Guidance from NHS bosses sets out how CCGs should curb prescriptions of OTC medicines for eight self-limiting conditions and 27 minor ailments (see below for the full list), which NHS England says are suitable for self care. The guidance also covers prescribing of probiotics and vitamins and minerals.
The restrictions do not affect prescribing OTC medicines for longer-term or more complex conditions, or where minor illnesses are symptomatic or a side effect of something more serious, NHS England said. OTC medicines can also be prescribed if a patient's ability to self manage a condition is compromised as a result of medical or mental health issues or ’significant social vulnerability’, the guidance says.
GPs can also continue to prescribe OTC medicines if 'in their clinical judgment, exceptional circumstances exist that warrant deviation from the recommendation to self-care.'
Poorer patients at risk
But experts have warned that poor patients could be hit hard by the guidance - echoing a warning last year from the GPC's prescribing lead.
Andrew McCracken, a spokesman for the coalition of health and care charities National Voices, said: 'Many people are entitled to free prescriptions, and while some of those people may be able to pay, a significant number rely on free prescriptions because of their financially vulnerable situation. This guidance risks leaving people unable to afford medicines they rely on.'
He called for GPs to 'use their own medical judgment and work in partnership with their patients'. Mr McCracken added: 'They should continue to prescribe treatments to people who cannot afford to buy them over-the-counter.'
Exceptions to the prescribing restrictions are also covered by the guidance.
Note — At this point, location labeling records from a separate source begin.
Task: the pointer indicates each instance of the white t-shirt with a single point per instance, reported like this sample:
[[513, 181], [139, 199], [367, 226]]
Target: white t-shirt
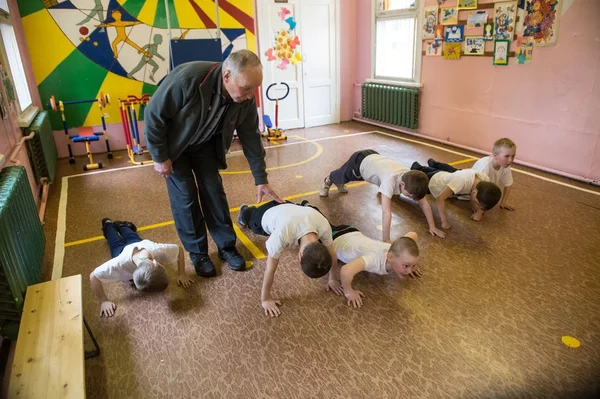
[[383, 172], [287, 223], [351, 246], [122, 267], [460, 182], [501, 177]]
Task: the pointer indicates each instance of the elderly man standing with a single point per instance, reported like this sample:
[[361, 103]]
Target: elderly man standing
[[189, 126]]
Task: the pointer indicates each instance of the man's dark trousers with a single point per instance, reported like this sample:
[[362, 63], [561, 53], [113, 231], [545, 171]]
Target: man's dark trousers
[[196, 175]]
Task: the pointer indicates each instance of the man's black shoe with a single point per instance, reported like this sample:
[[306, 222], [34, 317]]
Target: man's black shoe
[[234, 260], [204, 266]]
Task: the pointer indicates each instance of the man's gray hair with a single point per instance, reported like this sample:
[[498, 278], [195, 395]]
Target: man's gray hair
[[241, 61]]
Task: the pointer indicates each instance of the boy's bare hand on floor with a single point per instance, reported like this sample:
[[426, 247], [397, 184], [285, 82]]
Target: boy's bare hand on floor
[[434, 231], [335, 286], [354, 298], [271, 307], [417, 272], [107, 309]]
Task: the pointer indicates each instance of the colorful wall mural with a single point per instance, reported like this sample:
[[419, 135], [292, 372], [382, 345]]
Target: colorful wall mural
[[80, 48]]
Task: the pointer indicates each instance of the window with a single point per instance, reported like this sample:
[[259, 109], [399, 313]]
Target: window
[[397, 47], [12, 55]]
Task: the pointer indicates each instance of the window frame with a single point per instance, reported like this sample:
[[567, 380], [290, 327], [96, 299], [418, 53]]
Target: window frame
[[24, 116], [376, 15]]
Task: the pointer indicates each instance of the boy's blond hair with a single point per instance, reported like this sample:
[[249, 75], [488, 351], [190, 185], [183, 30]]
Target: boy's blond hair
[[149, 277], [503, 143], [404, 244]]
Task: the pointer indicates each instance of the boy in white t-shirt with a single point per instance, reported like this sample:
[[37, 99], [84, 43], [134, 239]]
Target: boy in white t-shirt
[[444, 184], [496, 167], [361, 253], [137, 260], [391, 177], [289, 226]]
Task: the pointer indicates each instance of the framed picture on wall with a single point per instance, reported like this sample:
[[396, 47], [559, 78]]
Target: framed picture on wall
[[454, 33], [474, 46], [467, 4], [501, 48], [449, 15]]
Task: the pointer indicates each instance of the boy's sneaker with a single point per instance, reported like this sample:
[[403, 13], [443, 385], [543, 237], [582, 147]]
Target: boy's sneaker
[[105, 222], [241, 220], [342, 188], [324, 192], [120, 223]]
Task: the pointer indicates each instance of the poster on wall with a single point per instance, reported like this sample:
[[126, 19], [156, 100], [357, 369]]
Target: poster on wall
[[501, 48], [285, 42], [475, 22], [452, 51], [449, 15], [488, 31], [433, 47], [524, 50], [504, 20], [541, 21], [474, 46], [431, 21]]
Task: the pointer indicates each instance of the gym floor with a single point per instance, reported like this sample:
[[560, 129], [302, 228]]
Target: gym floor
[[487, 319]]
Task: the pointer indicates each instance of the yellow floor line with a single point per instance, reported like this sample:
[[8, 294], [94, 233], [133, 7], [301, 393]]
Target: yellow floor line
[[236, 209], [256, 252], [309, 159]]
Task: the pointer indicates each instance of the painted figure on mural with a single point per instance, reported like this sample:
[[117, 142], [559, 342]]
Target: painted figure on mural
[[97, 12], [120, 26], [152, 49]]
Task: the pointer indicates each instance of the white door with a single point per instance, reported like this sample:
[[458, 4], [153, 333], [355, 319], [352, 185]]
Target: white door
[[317, 37], [270, 23]]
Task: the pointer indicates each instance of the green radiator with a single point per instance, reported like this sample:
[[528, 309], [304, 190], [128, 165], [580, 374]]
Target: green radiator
[[42, 148], [22, 243], [391, 104]]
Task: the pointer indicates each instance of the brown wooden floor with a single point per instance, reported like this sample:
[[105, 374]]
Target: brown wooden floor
[[485, 320]]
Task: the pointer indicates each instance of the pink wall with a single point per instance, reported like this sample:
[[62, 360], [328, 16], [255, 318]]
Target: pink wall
[[348, 52], [550, 108]]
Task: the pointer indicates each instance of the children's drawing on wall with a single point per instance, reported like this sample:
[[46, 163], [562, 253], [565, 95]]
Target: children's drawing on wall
[[541, 21], [151, 49], [454, 33], [439, 32], [524, 49], [474, 46], [122, 36], [475, 22], [467, 4], [96, 13], [504, 20], [431, 21], [488, 31], [449, 15], [122, 47], [285, 46], [501, 48], [452, 51], [433, 47]]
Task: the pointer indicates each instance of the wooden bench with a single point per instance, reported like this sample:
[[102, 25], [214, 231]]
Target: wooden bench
[[49, 356]]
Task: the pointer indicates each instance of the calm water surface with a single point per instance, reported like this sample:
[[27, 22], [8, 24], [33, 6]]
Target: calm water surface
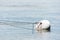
[[25, 31]]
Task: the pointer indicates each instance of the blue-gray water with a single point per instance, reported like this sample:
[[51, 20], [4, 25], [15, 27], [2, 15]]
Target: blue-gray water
[[20, 31]]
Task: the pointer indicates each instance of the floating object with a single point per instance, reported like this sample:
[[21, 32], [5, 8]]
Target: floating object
[[43, 25]]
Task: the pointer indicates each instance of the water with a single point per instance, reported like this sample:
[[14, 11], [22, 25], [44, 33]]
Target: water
[[18, 31]]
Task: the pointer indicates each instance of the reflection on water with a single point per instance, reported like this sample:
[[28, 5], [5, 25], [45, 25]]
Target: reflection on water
[[19, 31], [24, 32]]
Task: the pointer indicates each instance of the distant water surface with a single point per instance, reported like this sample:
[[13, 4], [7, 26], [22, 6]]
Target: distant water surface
[[26, 31]]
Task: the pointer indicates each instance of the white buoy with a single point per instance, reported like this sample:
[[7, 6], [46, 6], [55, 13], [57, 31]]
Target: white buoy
[[43, 25]]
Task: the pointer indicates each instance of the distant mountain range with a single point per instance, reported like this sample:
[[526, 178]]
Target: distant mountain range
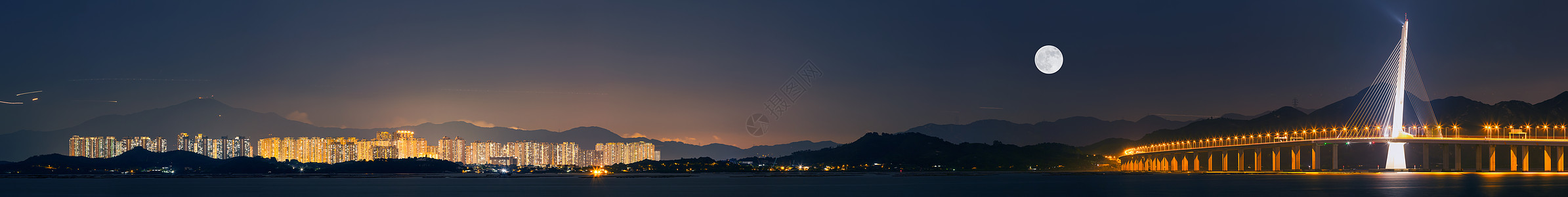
[[1071, 130], [921, 152], [214, 118]]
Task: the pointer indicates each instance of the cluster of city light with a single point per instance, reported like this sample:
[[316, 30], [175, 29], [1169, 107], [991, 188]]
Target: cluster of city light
[[110, 146], [386, 144], [1289, 137]]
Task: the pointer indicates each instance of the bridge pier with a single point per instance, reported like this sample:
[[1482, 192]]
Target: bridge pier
[[1258, 158], [1492, 162], [1296, 157], [1426, 157], [1274, 162], [1225, 160], [1335, 157], [1315, 158]]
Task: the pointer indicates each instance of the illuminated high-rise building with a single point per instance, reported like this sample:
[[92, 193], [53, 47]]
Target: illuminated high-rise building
[[151, 142], [342, 150], [565, 154], [309, 149], [95, 146], [626, 152], [222, 148], [480, 152], [538, 154], [452, 149], [590, 158]]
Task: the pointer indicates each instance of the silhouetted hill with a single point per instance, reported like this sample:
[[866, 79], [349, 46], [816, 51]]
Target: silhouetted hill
[[140, 160], [1111, 146], [214, 118], [1071, 130], [788, 149], [921, 152]]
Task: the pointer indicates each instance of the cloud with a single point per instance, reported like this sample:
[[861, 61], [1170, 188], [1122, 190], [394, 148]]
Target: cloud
[[299, 116], [634, 135], [679, 140], [404, 122], [478, 122]]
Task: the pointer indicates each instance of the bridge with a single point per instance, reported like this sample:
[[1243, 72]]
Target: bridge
[[1376, 138]]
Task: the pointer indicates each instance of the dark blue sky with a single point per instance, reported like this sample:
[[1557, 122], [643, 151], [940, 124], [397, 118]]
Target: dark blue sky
[[694, 71]]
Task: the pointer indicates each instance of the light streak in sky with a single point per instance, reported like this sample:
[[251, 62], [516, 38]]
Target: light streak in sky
[[524, 91], [135, 80], [1186, 116]]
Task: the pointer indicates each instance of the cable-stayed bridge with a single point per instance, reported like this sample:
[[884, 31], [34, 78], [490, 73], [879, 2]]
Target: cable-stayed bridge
[[1380, 135]]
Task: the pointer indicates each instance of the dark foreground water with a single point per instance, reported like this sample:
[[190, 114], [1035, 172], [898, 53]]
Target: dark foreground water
[[877, 185]]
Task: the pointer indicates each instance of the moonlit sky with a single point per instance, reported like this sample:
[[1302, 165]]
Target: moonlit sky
[[695, 71]]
For example, immunocompromised patients can be prescribed treatments for cold sores.
The guidance says that GPs should no longer routinely prescribe probiotics or vitamins and minerals, with the exception of prescription-only vitamin D analogues. However, patients with a medically-diagnosed deficiency or malnutrition can continue to receive vitamins and minerals on prescription. Calcium and vitamin D can also be prescribed for patients with osteoporosis.
NHS England said that the move would free up almost £100m a year in funding that could be spent on frontline care. It said that each year the NHS spends £22.8m on treating constipation and £7.5m treating indigestion and heartburn.
GPs have previously warned that banning prescribing of drugs available OTC could put GPs in breach of the GMS contract and leave them vulnerable to complaints. However, a poll carried out by GPonline last year found that most GPs are in favour of the ban coming into effect.
Towards the end of last year NHS England issued guidance to CCGs on 18 ‘low value treatments’, including fish oil, herbal remedies and homeopathy, that should no longer be prescribed in primary care.
NHS England chief executive Simon Stevens said: 'The NHS is probably the most efficient health service in the world, but we’re determined to keep pushing further. Every pound we save from cutting waste is another pound we can then invest in better A&E care, new cancer treatments and much better mental health services.'
Dr Graham Jackson, co-chair of NHS Clinical Commissioners and clinical chair of Aylesbury Vale CCG, who was involved with drawing up the guidance said: ‘We recognise that it may be difficult for some patients who have previously been prescribed these products, but it is right that we prioritise our spending on those that provide the best outcomes for patients. This new guidance provides clear direction to CCGs on where those priorities should lie.’